İşim gereği gün içerisinde pek çok elektronik ileti okuyorum. Bazen güldüren bazen de bu kadar da olmaz dedirten şeyler. Bahsettiğim kişisel mailler değil, tamamiyle iş amaçlı. Bir kuruma bilgi almak, bilgi vermek yada sorun iletmek için yazılanlardan. Ancak anlamsız harflerden yada kişinin kim olduğuna dair hiç bir bilgi taşımayan mail adresi dışında; hakkında bir şey bilmediğiniz birisini ne kadar ciddiye alabilir ya da yardımcı olabilirsiniz?
İlkokuldayken türkçe derslerinde mektup, telgraf, tebrik kartı yazmayı; zarfın üzerinin nasıl doldurulması gerektiği öğretilirdi. Hatta bütün sınıf sıra halinde semtin postanesine götürülüp nasıl mektup postalanacağını bile göstermişlerdi bize. Yanılmıyorsam ilkokul 2. sınıftaydım bunları yaşarken. Şimdilerde neler öğretiliyor bilmiyorum ama bence elektronik ileti yazmayı da öğretmeleri gerek. Zaten çocuklar daha kalem tutmayı öğrenmeden bilgisayarı açıp kapatmayı, hatta kendi başlarına bilgisayarda oyun oynamayı bile becerebiliyorlar.

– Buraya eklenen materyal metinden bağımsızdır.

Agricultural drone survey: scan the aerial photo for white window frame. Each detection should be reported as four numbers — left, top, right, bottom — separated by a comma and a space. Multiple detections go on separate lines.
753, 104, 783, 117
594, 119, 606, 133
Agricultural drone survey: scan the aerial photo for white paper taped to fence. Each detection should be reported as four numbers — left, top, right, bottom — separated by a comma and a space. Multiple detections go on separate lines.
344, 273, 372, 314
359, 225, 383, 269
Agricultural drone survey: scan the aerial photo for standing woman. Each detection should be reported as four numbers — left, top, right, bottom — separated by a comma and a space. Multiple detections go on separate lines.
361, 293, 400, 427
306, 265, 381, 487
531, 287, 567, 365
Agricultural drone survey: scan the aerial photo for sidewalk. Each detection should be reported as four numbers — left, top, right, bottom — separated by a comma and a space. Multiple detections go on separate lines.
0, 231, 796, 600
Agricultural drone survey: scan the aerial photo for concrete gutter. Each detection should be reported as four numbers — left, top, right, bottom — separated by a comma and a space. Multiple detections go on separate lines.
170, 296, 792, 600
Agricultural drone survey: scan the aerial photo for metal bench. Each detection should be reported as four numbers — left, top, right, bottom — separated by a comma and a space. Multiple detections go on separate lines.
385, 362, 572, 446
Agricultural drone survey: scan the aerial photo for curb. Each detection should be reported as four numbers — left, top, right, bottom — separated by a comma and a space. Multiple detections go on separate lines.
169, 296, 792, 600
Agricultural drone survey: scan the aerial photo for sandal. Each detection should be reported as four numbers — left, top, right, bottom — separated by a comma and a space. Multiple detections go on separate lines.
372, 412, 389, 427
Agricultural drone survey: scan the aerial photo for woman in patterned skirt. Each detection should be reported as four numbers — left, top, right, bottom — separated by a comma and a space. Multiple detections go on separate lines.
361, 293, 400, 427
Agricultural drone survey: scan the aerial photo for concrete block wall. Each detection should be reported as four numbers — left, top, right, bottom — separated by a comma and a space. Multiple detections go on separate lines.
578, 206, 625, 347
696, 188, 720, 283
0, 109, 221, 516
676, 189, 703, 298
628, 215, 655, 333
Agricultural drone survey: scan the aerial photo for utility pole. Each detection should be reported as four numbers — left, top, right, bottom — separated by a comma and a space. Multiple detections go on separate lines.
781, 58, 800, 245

Klavye onlara kalemden daha yakın...
Bir de güzel yazı dersleri vardı. El yazısı defterleri; dolmakalem, mürekkep hokkası ve farklı şekilde yazan uçlar. Divit neye denirdi hatırlamıyorum. Büyük F kimseyle birleşmez; r hiç te r’ye benzemeyen bir düğüm olurdu. Mürekkebin kağıt üzerinde bıraktığı keyifli iz kaybolup gitmez kolay kolay. Ama posta kutunuzda bastığınız bir tuş; tüm yazılanları yok etmeye yeter.
Gerçi kaç kişi özenip her cümlenin anlamını düşünerek gerçek bir mesaj, e-posta değil de elektronik mektup yazıyor. Kısaltılmış cümleler, cep telefonu mesajları, tek satır bile yazmaya üşendiğimiz sürekli birinden diğerine iletilen metinler, resimler.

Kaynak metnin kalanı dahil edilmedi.